4. Use an integer representation of the date as a string i.e. 1 july 2007 becomes 20070601

I am sure there are others we just considered the above.

The following are the pros and cons of each.

1.
Is simple because you don't have to translate the date in your ETL (if you don't have time in your datetimes). However a datetime is 8 bytes compared to a 4 byte integer.

2.
This requires you to lookup the relevant key in your ETL and has no meaning when used in queries so to get the date you always have to join to the time dimension. This can use a smallint, but do you realy need it

3.
This is simple because you can obtain the integer and remove the time component easily by doing floor(cast(datecol as float)). However you are basing your key on the internal representation of a datetime in SQL Server, an example of the problems you have with this is using this number in Excel. Excel starts at 31 Dec 1899 not 1 Jan 1900 and also has a different leap year at some point, which means your dates can be 2 days out. In addition to get the date information you need you need to join to the time dimension or convert the number to a datetime.

4.
This is also simple to calculate by doing, cast(convert(char(8),@d ,112) as int). Ok so the overhead is greater than 3, however the calculation still takes .00059ms compared to 0.00017ms for 3.
The big benefit is that the key is a meaningful value that makes it much easier to query.

So option 4 is my preferred route and having spoke to a number of fellow MVPs they all agreed that whilst meaningful surrogate keys are something to be avoided, this is one case where the rule should be broken.



-
Published Tuesday, June 26, 2007 9:04 AM by simonsabin

Comments

Tuesday, June 26, 2007 2:12 PM by Simon Sabin

# Re: Time dimension - What should the key be?

Thanks to Natalia in my team for highlighting that a better way is to use

year(@d)*10000 + month(@d) * 100 + day(@d)

Tuesday, June 26, 2007 7:18 PM by AdamMachanic

# re: Time dimension - What should the key be?

If it's just a date, why not use SMALLDATETIME?  Then you get the advantage of 4 bytes along with the advantages of a meaningful key and no translation.

Tuesday, June 26, 2007 9:18 PM by simonsabin

# re: Time dimension - What should the key be?

smalldatetime is limited to 2079, I personally don't like the limitation.
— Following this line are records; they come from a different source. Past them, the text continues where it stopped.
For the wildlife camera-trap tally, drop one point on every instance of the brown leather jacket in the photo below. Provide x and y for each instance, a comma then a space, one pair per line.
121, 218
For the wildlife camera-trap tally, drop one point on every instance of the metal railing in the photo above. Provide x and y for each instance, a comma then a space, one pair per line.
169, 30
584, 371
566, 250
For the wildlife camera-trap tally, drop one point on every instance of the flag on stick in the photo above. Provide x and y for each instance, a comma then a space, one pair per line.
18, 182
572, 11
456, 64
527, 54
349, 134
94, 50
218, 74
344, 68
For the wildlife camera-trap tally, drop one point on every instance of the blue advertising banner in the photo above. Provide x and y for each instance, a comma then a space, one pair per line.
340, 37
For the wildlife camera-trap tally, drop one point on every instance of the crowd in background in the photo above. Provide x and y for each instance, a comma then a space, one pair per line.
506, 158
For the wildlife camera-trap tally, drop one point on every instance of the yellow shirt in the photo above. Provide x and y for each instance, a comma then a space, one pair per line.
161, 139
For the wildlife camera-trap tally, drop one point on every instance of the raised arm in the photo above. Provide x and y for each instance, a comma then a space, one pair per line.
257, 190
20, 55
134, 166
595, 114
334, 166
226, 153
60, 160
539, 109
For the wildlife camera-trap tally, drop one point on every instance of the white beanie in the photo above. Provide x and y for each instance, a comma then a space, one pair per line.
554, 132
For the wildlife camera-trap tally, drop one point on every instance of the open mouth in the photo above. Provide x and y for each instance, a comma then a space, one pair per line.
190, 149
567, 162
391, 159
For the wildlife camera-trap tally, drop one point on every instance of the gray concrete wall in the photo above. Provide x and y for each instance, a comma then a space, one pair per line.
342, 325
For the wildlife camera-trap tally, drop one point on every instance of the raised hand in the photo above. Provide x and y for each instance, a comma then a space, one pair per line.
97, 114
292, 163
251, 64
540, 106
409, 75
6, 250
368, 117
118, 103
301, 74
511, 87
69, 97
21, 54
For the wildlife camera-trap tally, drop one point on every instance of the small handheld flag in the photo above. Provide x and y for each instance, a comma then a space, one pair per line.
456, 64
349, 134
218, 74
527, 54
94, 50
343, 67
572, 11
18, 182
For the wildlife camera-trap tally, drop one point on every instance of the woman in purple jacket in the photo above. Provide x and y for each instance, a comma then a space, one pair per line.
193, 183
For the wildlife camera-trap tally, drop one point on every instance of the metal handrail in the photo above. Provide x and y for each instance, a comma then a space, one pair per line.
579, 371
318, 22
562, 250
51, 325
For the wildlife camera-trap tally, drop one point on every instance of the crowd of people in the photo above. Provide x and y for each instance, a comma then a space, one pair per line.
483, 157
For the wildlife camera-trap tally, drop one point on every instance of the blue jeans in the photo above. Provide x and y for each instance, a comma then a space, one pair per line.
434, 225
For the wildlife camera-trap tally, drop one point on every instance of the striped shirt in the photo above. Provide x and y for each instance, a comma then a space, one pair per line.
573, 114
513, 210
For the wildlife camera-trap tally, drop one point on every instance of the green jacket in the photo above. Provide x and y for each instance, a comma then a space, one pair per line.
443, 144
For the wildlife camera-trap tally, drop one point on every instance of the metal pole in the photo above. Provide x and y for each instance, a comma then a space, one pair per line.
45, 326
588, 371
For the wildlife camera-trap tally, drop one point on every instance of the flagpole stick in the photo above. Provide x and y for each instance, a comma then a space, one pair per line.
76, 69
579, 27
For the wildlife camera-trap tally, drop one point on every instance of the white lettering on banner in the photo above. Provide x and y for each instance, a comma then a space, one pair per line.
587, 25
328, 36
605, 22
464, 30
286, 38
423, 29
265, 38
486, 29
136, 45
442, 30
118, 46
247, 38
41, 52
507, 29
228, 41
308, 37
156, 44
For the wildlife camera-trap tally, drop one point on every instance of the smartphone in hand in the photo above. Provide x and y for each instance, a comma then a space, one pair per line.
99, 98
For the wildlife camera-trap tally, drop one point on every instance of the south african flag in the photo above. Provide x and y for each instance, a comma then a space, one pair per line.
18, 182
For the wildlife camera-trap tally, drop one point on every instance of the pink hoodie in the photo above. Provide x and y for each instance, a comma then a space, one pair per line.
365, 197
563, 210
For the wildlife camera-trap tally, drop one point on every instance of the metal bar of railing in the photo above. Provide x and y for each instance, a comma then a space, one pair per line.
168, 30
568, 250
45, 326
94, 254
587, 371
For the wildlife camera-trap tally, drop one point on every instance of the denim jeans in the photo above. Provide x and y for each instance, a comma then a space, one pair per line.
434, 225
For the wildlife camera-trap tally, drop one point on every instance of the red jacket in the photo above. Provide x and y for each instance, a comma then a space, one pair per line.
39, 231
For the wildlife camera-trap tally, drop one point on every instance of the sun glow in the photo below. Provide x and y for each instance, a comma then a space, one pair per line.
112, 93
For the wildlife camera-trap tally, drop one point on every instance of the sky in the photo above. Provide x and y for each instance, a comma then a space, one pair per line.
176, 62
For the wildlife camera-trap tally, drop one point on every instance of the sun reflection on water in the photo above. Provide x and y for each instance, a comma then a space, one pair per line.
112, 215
What is needed is a date datatype :)

Wednesday, June 27, 2007 3:21 AM by dgosbell

# re: Time dimension - What should the key be?

Option 4 is what I normally use too. Dates are the *only* dimension where I use meaningful keys, it makes so many things easier and it is the one type of data where you can guarantee that the "business key" will never change.

Thursday, June 28, 2007 2:01 PM by furmangg

# re: Time dimension - What should the key be?

When I was first learning data warehousing, I was very tempted to just use a datetime or smalldatetime field in my fact tables. The thing that convinced me was when I saw the need for non-date date members. For instance, you almost always have a -1 DateKey which means Unknown. Maybe you have a -2 DateKey which means N/A. And you can also insert other rows which mean things like "before the first date we're tracking" or "after the last date we're tracking" or whatever you want. So definitely use a surrogate key int. And I agree it should be meaningful for real dates.